The phase separation of extracellular matrix protein matrilin-3 from cancer-associated fibroblasts contributes to gastric cancer invasion.

Cancer-associated fibroblast (CAF) has emerged as a key contributor to the remodeling of tumor microenvironment through the expression and secretion of extracellular matrix (ECM) proteins, thereby promoting carcinogenesis. However, the precise contribution of ECM proteins from CAFs to gastric carcinogenesis remains poorly understood.

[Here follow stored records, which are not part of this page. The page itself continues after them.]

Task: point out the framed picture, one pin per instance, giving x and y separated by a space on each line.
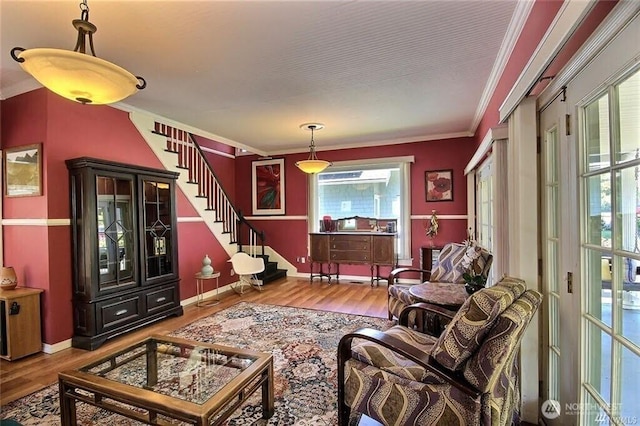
438 185
268 187
23 171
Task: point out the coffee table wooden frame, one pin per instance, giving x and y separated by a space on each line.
100 392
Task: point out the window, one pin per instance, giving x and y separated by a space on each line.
376 188
610 182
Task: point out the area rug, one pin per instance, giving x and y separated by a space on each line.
303 342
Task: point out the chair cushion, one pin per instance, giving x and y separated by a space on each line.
401 292
466 331
388 360
498 349
454 260
391 400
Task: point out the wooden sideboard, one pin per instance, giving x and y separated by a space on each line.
360 248
428 258
20 322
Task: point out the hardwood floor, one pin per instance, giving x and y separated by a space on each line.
22 377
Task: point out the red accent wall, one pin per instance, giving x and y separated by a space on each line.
289 236
41 253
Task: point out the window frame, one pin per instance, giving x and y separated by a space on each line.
404 220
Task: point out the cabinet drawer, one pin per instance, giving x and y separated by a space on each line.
161 299
350 238
350 256
351 245
117 312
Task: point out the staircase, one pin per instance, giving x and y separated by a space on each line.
178 151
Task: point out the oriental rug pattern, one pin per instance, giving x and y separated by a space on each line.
303 343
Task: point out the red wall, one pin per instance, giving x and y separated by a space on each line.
41 253
289 237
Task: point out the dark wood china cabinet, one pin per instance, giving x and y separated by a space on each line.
125 251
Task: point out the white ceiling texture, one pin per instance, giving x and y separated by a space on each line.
249 73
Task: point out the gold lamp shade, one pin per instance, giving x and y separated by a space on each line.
313 164
79 77
8 278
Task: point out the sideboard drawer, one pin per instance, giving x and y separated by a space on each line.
351 256
351 245
337 239
119 311
161 299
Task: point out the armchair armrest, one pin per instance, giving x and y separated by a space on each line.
421 358
434 318
399 271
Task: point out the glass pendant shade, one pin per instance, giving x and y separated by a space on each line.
78 74
312 166
79 77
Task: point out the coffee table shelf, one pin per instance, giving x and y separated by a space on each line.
162 378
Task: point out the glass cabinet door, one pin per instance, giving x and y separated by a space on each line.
158 229
116 257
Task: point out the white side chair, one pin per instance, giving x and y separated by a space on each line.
247 268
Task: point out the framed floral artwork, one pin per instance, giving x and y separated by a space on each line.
439 185
268 187
23 171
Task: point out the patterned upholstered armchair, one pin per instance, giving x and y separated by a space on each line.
453 261
466 376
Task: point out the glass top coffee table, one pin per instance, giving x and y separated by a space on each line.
163 378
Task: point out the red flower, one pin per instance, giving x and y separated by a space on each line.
442 185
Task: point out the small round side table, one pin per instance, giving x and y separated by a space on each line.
200 279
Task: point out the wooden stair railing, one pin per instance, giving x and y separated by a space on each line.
200 172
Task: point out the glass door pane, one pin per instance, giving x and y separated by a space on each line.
115 232
158 229
611 252
551 256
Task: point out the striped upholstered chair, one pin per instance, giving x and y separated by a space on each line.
453 261
466 376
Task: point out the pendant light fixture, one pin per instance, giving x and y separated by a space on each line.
78 75
313 164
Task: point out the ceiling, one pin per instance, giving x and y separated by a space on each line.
249 73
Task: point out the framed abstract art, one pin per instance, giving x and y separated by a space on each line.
439 185
268 187
23 171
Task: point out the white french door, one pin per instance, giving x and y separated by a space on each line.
591 356
484 209
610 248
560 271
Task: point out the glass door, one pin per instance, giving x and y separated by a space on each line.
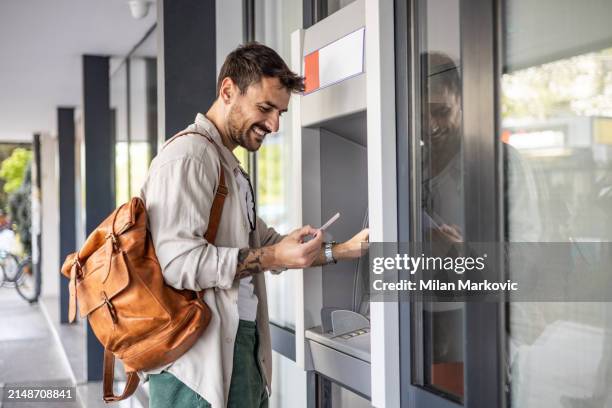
556 131
447 151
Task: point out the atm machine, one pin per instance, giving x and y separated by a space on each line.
331 166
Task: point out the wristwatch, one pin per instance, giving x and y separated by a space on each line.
329 255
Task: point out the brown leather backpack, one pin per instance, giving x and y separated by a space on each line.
118 283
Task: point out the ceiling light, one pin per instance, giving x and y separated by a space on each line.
139 8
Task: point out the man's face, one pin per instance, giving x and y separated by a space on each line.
444 127
257 112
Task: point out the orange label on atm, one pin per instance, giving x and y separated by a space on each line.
335 62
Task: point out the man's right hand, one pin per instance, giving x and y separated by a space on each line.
292 252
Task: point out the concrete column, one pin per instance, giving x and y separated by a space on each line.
67 197
99 170
186 65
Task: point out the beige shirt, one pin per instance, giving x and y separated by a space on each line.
178 193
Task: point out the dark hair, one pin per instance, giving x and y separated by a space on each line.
442 69
249 62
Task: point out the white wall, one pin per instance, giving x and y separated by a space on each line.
50 215
229 30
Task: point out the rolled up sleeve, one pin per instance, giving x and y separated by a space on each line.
178 196
268 236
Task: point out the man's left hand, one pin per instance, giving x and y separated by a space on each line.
354 247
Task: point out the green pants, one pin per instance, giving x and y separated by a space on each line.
247 388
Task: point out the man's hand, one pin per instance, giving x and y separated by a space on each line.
293 252
290 252
354 247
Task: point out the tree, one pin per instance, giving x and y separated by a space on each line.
13 169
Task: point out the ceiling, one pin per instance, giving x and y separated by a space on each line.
41 44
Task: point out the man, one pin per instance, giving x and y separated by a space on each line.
230 365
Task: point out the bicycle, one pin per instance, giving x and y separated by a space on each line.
9 263
29 280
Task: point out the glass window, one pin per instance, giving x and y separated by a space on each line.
439 337
119 117
134 116
556 111
335 5
275 21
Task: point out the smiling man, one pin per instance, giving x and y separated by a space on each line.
231 363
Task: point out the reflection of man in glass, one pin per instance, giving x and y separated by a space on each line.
442 167
442 213
443 202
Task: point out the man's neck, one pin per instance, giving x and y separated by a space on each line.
215 115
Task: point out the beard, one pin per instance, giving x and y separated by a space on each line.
239 131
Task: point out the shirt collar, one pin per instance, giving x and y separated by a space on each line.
205 124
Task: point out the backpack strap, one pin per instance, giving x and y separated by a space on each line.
217 205
108 377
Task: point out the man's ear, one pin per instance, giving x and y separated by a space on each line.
227 90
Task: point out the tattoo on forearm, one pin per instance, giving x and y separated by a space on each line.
249 262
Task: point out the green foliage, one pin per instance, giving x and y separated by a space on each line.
20 209
12 169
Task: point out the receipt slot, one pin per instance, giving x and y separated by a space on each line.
331 166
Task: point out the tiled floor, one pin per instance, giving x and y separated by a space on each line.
29 354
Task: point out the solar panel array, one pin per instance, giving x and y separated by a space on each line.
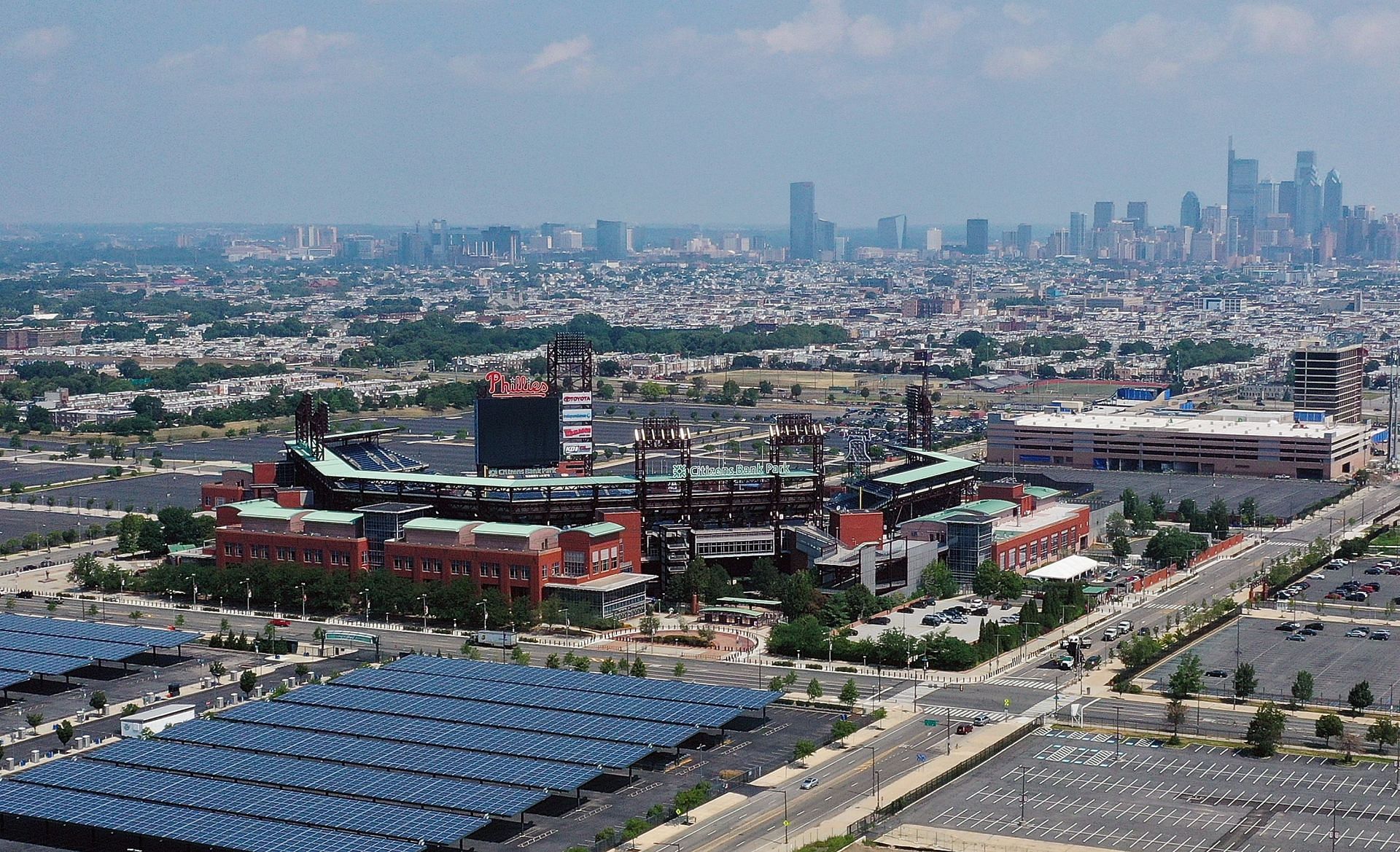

In this study, we find that matrilin-3 (MATN3), an upregulated ECM protein associated with poorer prognosis in gastric cancer patients, originates from CAFs in gastric cancer tissues. Ectopic expression of MATN3 in CAFs significantly promotes the invasion of gastric cancer cells, which can be attenuated by neutralizing MATN3 with its antibody. Notably, a portion of MATN3 protein is found to form puncta in gastric cancer tissues ECM. MATN3 undergoes phase separation, which is mediated by its low complexity (LC) and coiled-coil (CC) domains. Moreover, overexpression of MATN3 deleted with either LC or CC in CAFs is unable to promote the invasion of gastric cancer cells, suggesting that LC or CC domain is required for the effect of CAF-secreted MATN3 in gastric cancer cell invasion. Additionally, orthotopic co-injection of gastric cancer cells and CAFs expressing MATN3, but not its ΔLC and ΔCC mutants, leads to enhanced gastric cancer cell invasion in mouse models. Collectively, our works suggest that MATN3 is secreted by CAFs and undergoes phase separation, which promotes gastric cancer invasion.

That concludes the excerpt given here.